In the case of claims of having their social media hacked in response to something embarrassing appearing on that social media, such skepticism has traditionally been very well founded: “I was hacked” has for years now been the standard excuse for politicians who’ve ended up with compromising material appearing on their social media accounts. In almost every case, there’s a bit of embarrassment for a few weeks, the claim of being hacked never goes anywhere, and everyone agrees to forget about the story and move on.
But in this case, he really was hacked:
A former assistant to MEP Luke Ming Flanagan is to go on trial in Brussels accused of posting a tweet about photographs of green activist Saoirse McHugh skinny dipping.
Diarmuid Hayes, a Brussels-based film-maker from Ireland who worked as a parliamentary assistant for Mr Flanagan between 2018 and 2019, appeared before judge Isabelle Jacquemin at a criminal court in Belgium’s Palace of Justice on Monday.
Mr Hayes is accused of having illegally accessed Mr Flanagan’s account on Twitter, now known as X, and of having entered false data – broadly-defined crimes in Belgian law that can carry a potential prison sentence or community service.
The accused person here is, obviously, innocent until proven guilty, and we can (and do) make no assumptions about whether the charges against him are fair. But what we can say with some certainty is that the Belgian Police and authorities are clearly satisfied that Luke Ming did not send the tweet in question on September 28th, 2020.
The thing about this particular crime – regardless of who committed it – is that the nastiness of it comes directly from the person’s knowledge that Luke Ming wouldn’t be believed. Something I noted at the time:
Not only was his account hacked, it was hacked (to quote a British minister) in a highly limited and specific way.
Somebody accessed it at 2.50AM in order to post a compromising line of text which might make it look like the MEP was searching for a naughty photograph of Ms. McHugh.

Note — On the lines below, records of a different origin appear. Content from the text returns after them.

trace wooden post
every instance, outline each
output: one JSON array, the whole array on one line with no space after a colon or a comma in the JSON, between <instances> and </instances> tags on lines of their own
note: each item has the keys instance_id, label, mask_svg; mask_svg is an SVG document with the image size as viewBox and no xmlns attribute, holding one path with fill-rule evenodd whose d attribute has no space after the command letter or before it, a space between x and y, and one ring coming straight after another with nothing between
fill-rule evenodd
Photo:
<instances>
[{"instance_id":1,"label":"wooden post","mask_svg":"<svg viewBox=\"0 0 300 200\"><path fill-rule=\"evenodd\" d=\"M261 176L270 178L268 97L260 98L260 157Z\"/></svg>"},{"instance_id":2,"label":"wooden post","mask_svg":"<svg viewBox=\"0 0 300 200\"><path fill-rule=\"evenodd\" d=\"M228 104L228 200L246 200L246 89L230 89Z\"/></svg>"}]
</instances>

They then deleted the tweet, almost immediately. Rather than do things that a hacker might do – like search his account for politically embarrassing private messages, say – they then immediately left the account and handed it back over to Ming this morning, in time for him to change his password.
Of course, if a hacker wanted to make it look like Ming was fibbing, this is exactly what they would do, so it can’t be ruled out.
Somebody who wanted to hack an account for traditional purposes might have behaved differently – trying to dig out embarrassing private communications, for example, or maintaining control over the account for a period of time to use it to promote their own agenda. When Gript Media’s Youtube account was hacked earlier this year, for example, the hackers used it to try and sell a bitcoin scam to our audience.
In this case, though, the purpose of the hack was apparently to force Flanagan into a claim – that he had been hacked – that many people might find hard to believe. It was particularly insidious, and particularly nasty.
That it came – allegedly – from one of his own former assistants will point, if the allegations are proved, to a nasty falling out inside his own office, and to questionable judgment about the people he appoints to work with him. Indeed, the fact that one of his former assistants is on trial accused for this points, even if the accused is acquitted, to a certain toxicity between them.
But all of that is somewhat besides the point. Many of us, including me, were sceptical of Flanagan’s story here, and his story appears to have been entirely true. He’s been completely vindicated, and that should be put on the record. Even if it’s a vindication that he’s not accepting, entirely, with class or good grace:
See you in court. https://t.co/2VAJleAAVh pic.twitter.com/JtoIOdJsos
— Luke 'Ming' Flanagan (@lukeming) September 4, 2023
(For the record, even had I defamed Flanagan – which I assuredly did not – any such case would fall well outside the one-year statute of limitations for defamation. So he will not, in fact, be seeing me – or even anyone else who “libelled” him, at the time, in court).